Mother and baby homes report to be published today

Children's shoes at Bessborough, Cork, a former mother and baby home. Picture: Larry Cummins
The long-awaited Commission of Investigation report into the mother and baby homes will be published on Tuesday.
The 3,000 page final report is a result of the judicial commission of investigation established in 2015 to investigate claims of the improper burial of infants, illegal adoption and cruelty to the women kept in the institutions and will include 1,000 pages of survivor testimony.
The records and practices of 14 mother and baby homes and four "county homes", a fraction of the entire number of these institutions that operated throughout the country, are included in the report, which was initially due in February 2018.
The report will be distributed to survivors on Tuesday morning, 400 of whom will meet virtually with Taoiseach Micheál Martin, Minister of Children and Youth Affairs Roderic O'Gorman and Minister of State Anne Rabbitte for a full briefing in the afternoon.
A new webpage with information specifically for former residents of Mother and Baby Homes has been set up at: https://t.co/1Csk3S1RRI
— Roderic O’Gorman TD (@rodericogorman) January 10, 2021
Additional mental health supports provided by the HSE are also available to former residents https://t.co/rlIZLVD4mu
The full report will be published for the public at 3pm, with a Government press conference expected shortly after.
Survivor groups have already called for a redress scheme to be implemented upon publication of the report and that all survivors are given unfettered access to their personal information.
The Mother and Babies Collaborative Forum say “effective consultation with survivors regarding legislation and compensation” is necessary.
Survivor Philomena Lee, whose story was made into an Oscar-nominated film, has called for mother and baby homes survivors to be paid compensation for their “unbearable suffering and loss”.

“For the purposes of healing, it is essential the Irish State and various churches involved in the enslavement of unmarried mothers and the trading of their children, [should] apologise, without reservation.
“Irish people owe it to the memory of those mothers and children, who have died, without knowing the truth and to resolve that such atrocities will never be allowed to happen again.”
The Government has been criticised by survivors and opposition politicians after details from the report were leaked to a Sunday newspaper.

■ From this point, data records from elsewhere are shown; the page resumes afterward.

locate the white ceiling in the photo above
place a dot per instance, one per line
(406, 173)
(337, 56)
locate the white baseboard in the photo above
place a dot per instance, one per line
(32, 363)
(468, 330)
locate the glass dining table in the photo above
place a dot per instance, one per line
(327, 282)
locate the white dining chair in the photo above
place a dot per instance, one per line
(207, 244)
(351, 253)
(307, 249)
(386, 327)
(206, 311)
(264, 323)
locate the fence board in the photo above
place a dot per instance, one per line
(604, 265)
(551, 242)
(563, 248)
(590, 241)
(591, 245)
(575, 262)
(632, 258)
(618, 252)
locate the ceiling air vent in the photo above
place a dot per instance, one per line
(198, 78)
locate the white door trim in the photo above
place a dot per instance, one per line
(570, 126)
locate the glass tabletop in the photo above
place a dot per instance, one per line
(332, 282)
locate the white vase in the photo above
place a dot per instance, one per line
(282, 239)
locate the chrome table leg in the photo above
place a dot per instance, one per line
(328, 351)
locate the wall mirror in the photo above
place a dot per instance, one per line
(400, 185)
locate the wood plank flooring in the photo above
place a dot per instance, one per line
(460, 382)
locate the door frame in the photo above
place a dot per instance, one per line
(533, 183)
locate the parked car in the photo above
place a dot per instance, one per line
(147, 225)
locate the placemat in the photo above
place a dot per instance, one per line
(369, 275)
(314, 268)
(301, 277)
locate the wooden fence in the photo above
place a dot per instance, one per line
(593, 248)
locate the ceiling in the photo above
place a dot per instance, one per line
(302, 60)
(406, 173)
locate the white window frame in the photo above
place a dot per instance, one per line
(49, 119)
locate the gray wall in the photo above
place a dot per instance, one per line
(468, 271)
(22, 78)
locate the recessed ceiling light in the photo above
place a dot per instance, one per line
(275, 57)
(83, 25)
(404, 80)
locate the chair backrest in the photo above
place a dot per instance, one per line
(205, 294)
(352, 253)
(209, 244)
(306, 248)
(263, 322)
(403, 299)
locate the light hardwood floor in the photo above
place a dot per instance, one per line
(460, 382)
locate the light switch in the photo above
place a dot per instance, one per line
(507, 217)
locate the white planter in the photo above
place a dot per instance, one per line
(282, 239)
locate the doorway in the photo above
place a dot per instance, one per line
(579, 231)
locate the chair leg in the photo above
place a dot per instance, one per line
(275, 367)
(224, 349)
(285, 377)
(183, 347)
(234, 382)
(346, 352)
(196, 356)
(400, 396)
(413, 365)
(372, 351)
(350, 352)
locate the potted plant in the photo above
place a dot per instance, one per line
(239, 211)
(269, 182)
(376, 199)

Excerpts from the report stated that 9,000 children had died in the institutions covered by the commission's terms of reference, with an infant mortality rate of one in seven, while 56,000 mothers passed through the homes until the final closure in 1998 and 57,000 children were born in them.
I am deeply angered to see sensitive details of the Commission Report leaked in a newspaper this morning. It is completely unacceptable that the people affected by the Report have found out elements of the Report in this way.

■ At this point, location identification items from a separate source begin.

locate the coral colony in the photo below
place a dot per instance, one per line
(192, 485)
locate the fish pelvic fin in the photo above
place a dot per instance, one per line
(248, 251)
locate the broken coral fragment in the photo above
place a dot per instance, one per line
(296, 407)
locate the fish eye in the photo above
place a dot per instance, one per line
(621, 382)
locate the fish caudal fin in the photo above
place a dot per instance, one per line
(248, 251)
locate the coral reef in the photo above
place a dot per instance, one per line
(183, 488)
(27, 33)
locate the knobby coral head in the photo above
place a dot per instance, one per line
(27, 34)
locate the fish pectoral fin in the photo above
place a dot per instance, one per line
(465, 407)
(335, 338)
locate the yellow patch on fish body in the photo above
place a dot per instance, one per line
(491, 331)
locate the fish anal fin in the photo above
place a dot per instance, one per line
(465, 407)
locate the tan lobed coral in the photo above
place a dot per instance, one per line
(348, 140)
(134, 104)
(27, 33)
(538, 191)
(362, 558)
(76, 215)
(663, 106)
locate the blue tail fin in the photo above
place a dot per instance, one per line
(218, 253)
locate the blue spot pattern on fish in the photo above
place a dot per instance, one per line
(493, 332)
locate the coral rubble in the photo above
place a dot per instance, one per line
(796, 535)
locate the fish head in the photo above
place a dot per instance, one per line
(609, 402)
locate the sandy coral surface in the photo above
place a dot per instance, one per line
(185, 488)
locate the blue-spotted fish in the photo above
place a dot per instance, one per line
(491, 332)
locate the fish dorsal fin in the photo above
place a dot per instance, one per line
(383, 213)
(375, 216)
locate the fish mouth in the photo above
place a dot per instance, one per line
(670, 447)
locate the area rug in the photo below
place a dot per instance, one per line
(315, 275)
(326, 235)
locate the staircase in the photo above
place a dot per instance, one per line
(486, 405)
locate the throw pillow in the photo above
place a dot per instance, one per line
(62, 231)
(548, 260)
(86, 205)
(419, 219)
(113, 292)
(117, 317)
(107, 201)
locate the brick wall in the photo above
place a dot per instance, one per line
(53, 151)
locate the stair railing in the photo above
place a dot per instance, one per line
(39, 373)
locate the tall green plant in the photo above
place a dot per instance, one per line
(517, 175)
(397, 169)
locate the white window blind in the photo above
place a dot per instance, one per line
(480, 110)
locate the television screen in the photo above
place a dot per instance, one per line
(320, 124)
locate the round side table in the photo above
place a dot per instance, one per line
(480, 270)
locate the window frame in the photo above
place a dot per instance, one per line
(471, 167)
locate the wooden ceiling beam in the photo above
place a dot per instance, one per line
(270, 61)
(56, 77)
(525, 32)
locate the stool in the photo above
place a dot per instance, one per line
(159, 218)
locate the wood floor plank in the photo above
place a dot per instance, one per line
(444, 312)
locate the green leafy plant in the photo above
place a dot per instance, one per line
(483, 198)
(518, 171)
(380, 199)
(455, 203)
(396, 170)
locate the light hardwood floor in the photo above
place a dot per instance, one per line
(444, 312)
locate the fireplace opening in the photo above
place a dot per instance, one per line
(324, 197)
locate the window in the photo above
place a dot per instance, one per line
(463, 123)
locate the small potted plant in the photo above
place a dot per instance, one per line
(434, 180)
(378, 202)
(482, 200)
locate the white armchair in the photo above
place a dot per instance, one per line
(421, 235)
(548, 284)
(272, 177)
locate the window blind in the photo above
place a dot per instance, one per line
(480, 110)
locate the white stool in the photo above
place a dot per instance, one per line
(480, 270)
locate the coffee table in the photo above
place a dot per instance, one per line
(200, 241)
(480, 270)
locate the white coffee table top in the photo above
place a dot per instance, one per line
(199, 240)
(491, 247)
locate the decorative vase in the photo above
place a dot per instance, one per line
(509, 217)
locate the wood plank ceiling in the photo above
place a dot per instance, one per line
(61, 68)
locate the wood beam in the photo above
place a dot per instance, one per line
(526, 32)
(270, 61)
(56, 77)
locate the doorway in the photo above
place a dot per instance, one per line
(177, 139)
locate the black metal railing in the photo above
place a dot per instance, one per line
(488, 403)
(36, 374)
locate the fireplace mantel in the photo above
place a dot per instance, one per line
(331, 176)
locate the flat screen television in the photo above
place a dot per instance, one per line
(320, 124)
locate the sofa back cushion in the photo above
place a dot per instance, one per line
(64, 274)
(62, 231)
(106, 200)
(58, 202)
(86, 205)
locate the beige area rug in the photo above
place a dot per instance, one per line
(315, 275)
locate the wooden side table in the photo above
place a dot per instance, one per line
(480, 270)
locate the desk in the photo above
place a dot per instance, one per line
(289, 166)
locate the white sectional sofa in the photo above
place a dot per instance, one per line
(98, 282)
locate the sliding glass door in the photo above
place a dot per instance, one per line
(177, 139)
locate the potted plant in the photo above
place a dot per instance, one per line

— Roderic O’Gorman TD (@rodericogorman) January 10, 2021
It also appears to have found that neither the Catholic Church nor the State forced women into the homes and that allegations that institutions were paid to arrange foreign adoptions are impossible to prove or disprove.
Institutional survivors say the article appeared to highlight “the more trivial aspects of how mothers and their children were treated ... focusing on mothers being forced to clean floors rather on the fact that their children were forcibly and illegally taken for the Irish adoption industry”.
“The leaked segments suggested a trivialisation of the worst traumas endured by the mothers and their children, that of being permanently separated from each other," adoptions campaigner Susan Lohan said.
Tánaiste Leo Varadkar has called for a full investigation into the leak and the person responsible "held to account".
Describing it as "disrespectful" to survivors, Mr Varadkar suggested the leak could only have come from a very small number of people within Government who were given the full document to read over Christmas.
Mr Varadkar added the Cabinet would discuss the establishment of an investigation into the leak when they meet on Tuesday morning.
Sinn Féin says "there is a role for gardaí" in finding the leak.
“I am absolutely appalled that elements of the Mother and Baby Homes report have been leaked to the media today, before survivors have seen the report. This was deeply insensitive and inappropriate"
— Sinn Féin (@sinnfeinireland) January 10, 2021
- Sinn Féin TD Kathleen Funchion@Kathleensf1 https://t.co/wyiYzTKyQV pic.twitter.com/LojMZwgcnz
"This is a criminal offence, the nature of this and sensitivity and current experience of survivors need to be taken into account," Sinn Féin TD Kathleen Funchion said.
"As you can imagine, survivors and their families have been devastated."
Taoiseach Micheál Martin described the leak as "regrettable" but added that "in the modern era various Government reports, aspects of them, get leaked and we certainly will be addressing that issue as well."